The extension does not apply to agricultural production facilities
that use a COI at or above the
applicable STQ for purposes other than those listed above. For example…●
If an
agricultural facility stores and/or distributes a COI…...
These facilities must submit a Top-Screen within 60 days of coming into possession of a COI.”
The intention of DHS is logical, they want to
know what security measures are in place at an agricultural facility that
possesses a COI. However, you maybe contacted because DHS’ Fact Sheet is
overbroad with regard to storage of chemicals, and in addition it may not be
obvious that the chemicals at issue are being used to grow crops, as staff are
likely not be as familiar with agricultural operations as they are with
industrial operations.
Notwithstanding
the language in the Fact Sheet, the Ag Extension, by its terms, applies to
“farms…; ranches…” Moreover, it appears
the intent of the letter was only to exclude “chemical distribution facilities,
or commercial chemical application services” from the Ag Extension and to not exclude
the Ag Extension to locations used by farming operations as part of their crop
production activities – see the Ag Extensions reference in (1)(a) “in
preparation for the treatment of crops…”.
Further,
although the language “store” is not used in the Ag Extension, the word
“possess” is used frequently (see, i.e., section (1)”…will not be required for
any facility that is required to submit a Top- Screen solely because it possesses
any Chemical of Interest...”) and certainly implies that “storage” at least for
an interim basis, is included.
Additionally,
in reviewing whether storage or possession is actually allowed under the Ag
Extension letter, it is useful to compare the Ag Extension letter, which
identifies operations subject to the letter as CFAT facilities, to the actual
CFATs regulations. The definition of a
facility under the regulations also contains the language “possess.”
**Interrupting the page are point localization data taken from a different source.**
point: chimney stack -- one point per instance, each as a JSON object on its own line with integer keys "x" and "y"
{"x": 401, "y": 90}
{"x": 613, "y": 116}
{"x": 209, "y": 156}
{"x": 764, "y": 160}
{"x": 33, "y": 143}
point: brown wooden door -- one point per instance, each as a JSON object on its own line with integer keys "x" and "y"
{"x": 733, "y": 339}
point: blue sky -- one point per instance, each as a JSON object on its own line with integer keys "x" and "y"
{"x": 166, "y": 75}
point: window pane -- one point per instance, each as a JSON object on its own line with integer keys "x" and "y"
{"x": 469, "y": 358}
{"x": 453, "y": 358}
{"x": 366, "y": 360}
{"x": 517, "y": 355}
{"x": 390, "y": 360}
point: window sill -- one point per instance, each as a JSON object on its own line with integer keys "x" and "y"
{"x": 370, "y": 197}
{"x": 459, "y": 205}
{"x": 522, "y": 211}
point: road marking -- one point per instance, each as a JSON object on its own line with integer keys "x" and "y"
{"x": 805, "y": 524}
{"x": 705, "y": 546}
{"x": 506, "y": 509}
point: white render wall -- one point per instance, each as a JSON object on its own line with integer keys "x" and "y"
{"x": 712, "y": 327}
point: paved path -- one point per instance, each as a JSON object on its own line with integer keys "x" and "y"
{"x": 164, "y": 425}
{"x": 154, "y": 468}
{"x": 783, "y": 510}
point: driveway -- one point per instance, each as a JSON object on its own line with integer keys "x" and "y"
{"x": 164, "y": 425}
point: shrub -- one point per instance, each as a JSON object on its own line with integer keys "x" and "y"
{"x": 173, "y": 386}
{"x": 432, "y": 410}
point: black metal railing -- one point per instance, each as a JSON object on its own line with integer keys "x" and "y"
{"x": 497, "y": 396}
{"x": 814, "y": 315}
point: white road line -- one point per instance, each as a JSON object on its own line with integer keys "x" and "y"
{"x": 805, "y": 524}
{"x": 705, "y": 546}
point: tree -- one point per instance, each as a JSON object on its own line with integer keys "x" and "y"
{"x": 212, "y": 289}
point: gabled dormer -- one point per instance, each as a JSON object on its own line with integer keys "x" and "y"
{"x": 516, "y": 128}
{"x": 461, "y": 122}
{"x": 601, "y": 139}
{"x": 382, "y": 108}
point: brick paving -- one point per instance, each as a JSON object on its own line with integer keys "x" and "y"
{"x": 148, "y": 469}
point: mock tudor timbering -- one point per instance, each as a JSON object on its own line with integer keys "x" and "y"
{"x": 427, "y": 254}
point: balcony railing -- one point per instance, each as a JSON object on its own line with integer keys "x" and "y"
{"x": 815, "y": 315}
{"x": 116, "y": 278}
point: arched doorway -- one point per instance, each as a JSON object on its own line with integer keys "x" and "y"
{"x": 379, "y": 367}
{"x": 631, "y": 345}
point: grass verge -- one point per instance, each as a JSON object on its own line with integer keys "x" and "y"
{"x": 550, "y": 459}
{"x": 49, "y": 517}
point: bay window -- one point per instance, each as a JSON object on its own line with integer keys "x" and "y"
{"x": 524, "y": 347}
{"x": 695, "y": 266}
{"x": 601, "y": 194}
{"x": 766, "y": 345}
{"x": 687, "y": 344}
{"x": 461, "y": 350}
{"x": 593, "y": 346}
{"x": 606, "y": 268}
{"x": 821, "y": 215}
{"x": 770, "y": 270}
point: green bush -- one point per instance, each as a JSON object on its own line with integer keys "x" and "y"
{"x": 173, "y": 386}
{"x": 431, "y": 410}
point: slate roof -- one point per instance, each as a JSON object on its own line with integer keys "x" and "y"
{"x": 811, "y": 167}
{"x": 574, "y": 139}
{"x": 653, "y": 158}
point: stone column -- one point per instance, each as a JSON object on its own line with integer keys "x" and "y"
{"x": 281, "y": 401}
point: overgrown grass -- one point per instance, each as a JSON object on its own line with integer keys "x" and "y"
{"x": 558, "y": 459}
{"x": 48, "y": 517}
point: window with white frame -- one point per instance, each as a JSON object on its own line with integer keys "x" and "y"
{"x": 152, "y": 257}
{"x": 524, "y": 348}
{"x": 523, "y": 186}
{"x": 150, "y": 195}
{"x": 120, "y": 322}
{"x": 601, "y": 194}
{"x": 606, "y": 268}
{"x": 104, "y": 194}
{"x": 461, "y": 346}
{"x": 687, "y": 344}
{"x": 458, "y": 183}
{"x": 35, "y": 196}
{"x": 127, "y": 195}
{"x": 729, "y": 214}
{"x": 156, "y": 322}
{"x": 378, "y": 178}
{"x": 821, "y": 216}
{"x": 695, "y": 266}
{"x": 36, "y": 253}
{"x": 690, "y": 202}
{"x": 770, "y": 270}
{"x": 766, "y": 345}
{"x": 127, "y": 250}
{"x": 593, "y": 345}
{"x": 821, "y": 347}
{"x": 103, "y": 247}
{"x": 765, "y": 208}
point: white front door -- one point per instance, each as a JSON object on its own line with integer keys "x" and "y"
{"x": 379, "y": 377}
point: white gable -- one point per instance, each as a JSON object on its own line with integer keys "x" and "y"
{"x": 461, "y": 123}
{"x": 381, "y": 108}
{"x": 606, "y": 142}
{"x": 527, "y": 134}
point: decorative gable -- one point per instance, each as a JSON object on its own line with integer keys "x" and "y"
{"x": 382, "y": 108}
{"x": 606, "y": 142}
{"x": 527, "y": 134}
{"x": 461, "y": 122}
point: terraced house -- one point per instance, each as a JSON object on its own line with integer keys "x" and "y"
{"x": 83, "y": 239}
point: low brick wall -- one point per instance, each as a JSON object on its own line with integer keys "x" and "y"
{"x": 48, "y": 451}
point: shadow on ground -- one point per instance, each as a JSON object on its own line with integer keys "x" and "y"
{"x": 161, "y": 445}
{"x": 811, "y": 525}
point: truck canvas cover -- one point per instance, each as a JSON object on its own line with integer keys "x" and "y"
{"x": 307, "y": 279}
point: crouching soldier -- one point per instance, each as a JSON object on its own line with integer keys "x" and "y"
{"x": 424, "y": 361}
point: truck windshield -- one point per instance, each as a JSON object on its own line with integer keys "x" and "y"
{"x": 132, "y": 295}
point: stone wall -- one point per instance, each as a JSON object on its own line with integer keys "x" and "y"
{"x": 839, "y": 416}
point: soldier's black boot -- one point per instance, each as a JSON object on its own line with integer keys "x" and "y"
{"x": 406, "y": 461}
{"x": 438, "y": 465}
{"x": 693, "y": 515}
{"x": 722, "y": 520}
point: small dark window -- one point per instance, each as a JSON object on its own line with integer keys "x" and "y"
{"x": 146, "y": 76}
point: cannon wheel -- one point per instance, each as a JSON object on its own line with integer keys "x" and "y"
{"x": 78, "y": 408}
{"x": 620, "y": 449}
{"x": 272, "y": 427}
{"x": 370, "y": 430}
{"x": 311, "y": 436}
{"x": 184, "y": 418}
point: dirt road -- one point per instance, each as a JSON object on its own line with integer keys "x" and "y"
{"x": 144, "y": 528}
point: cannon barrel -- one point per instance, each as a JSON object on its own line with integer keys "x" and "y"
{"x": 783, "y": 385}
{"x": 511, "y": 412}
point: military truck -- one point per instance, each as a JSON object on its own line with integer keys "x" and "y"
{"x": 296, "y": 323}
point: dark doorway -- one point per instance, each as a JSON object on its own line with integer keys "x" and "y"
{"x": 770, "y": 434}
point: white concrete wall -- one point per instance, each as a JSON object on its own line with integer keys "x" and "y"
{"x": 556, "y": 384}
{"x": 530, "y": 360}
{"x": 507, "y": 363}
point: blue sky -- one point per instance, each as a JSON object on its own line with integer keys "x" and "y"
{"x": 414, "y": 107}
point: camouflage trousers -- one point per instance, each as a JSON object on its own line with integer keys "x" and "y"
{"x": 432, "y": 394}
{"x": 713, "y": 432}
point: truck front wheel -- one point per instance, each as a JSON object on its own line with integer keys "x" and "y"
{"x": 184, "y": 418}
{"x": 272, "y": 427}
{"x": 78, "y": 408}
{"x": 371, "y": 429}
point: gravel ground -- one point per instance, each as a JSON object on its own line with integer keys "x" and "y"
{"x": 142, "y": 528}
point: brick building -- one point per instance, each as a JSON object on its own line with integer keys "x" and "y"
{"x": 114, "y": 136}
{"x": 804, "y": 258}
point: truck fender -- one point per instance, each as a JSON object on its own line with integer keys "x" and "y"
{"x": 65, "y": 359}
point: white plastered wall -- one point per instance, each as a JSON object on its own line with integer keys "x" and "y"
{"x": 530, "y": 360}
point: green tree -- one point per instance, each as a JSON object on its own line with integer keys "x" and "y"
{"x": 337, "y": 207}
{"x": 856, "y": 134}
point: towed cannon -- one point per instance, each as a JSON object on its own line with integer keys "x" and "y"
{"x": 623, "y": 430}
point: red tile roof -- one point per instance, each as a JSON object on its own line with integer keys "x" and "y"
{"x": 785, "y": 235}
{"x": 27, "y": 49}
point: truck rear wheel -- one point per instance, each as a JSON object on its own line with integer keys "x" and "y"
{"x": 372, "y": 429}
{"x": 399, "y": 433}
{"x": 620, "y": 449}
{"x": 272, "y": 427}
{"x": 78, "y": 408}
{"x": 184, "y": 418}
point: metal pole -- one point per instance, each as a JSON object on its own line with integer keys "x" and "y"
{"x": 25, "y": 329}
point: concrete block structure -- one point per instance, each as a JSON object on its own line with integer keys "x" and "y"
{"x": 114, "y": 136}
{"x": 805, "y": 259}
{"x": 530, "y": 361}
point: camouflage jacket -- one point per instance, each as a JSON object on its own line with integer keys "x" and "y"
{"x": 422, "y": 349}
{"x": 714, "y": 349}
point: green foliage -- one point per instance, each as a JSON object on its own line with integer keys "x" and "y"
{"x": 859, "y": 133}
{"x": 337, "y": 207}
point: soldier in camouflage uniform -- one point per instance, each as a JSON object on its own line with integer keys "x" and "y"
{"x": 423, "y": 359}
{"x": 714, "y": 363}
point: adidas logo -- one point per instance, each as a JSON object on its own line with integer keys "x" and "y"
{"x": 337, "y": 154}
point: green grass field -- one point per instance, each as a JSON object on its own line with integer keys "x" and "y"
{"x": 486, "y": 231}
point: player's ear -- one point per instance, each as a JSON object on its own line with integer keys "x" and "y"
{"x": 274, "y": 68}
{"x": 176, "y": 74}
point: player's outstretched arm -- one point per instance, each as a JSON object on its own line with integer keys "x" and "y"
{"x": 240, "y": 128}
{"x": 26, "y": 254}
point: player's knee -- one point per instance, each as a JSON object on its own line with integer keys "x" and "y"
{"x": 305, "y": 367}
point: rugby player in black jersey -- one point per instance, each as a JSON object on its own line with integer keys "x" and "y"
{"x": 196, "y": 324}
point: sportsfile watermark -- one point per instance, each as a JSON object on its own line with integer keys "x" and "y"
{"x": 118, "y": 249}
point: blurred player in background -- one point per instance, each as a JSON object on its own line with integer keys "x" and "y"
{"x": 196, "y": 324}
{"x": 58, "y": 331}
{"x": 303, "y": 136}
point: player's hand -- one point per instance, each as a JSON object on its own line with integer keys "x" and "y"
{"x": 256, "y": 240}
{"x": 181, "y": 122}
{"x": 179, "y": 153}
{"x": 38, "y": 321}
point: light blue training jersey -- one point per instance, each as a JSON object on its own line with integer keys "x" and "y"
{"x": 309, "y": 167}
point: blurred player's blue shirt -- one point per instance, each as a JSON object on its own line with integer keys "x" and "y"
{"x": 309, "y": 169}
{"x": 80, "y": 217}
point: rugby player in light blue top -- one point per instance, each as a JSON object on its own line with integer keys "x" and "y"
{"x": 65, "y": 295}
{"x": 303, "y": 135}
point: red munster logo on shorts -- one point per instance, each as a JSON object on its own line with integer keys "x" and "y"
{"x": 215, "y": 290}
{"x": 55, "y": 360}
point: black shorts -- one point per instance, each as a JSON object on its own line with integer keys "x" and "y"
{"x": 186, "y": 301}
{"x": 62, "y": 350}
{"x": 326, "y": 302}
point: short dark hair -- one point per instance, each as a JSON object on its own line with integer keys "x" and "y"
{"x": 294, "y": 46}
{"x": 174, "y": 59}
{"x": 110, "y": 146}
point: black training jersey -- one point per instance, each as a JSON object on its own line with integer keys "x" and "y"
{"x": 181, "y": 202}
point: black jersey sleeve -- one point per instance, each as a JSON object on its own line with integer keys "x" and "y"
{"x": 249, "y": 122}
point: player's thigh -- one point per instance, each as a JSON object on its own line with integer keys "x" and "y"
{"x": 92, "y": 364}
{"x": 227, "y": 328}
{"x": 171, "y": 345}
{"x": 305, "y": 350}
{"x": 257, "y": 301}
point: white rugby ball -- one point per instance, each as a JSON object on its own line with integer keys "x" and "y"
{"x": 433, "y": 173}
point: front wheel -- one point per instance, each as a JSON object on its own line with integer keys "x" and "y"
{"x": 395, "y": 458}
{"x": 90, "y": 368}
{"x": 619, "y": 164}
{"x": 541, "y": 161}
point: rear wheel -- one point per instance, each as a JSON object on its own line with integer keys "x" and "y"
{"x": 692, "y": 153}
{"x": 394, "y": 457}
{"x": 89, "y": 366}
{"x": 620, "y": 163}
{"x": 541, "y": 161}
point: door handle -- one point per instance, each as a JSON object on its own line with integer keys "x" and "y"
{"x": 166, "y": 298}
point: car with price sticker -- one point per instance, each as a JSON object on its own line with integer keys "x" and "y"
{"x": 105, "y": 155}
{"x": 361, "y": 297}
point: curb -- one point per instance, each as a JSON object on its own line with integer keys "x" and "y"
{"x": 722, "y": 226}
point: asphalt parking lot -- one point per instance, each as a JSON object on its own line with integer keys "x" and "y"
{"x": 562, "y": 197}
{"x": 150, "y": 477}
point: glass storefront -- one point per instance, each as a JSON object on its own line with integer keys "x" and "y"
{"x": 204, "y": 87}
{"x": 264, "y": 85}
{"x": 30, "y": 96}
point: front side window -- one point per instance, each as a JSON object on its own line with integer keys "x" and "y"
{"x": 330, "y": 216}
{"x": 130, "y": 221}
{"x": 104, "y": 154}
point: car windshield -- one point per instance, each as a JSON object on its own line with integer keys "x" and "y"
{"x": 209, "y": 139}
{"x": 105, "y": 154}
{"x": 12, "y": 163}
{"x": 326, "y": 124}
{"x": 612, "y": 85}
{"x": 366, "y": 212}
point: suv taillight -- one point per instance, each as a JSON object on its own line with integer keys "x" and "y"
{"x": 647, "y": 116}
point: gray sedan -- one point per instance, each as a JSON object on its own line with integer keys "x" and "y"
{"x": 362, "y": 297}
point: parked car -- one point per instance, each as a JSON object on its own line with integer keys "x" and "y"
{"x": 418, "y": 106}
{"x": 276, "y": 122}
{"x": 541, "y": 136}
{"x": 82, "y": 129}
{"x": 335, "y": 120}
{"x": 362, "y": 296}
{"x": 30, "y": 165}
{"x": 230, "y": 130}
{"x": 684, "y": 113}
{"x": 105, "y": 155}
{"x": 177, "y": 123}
Chemical Facility or facility shall mean any
establishment that possesses or plans to possess, at any relevant point in
time, a quantity of a chemical substance determined by the Secretary to be
potentially dangerous or that meets other risk-related criteria identified by
the Department. As used herein, the term chemical facility or facility shall
also refer to the owner or operator of the chemical facility. Where multiple
owners and/or operators function within a common infrastructure or within a
single fenced area, the Assistant Secretary may determine that such owners
and/or operators constitute a single chemical facility or multiple chemical
facilities depending on the circumstances.
6 CFR Chapter I, Part 27.
As such, the Fact Sheets’ use of “store” is
overbroad if it is applied to facilities that hold a COI as part of crop
production activities– the exception would swallow the exemption, and your farm
should not be required to provide a “Top-Screen” for the COI.
What to do When You Receive
an Inquiry?
If you receive an inquiry from DHS, you
should contact counsel to discuss how to best respond. Counsel can assist you
in communications with the agency, analyze whether any extensions apply to your
use of a COI, and help you comply with the CFATS program if necessary.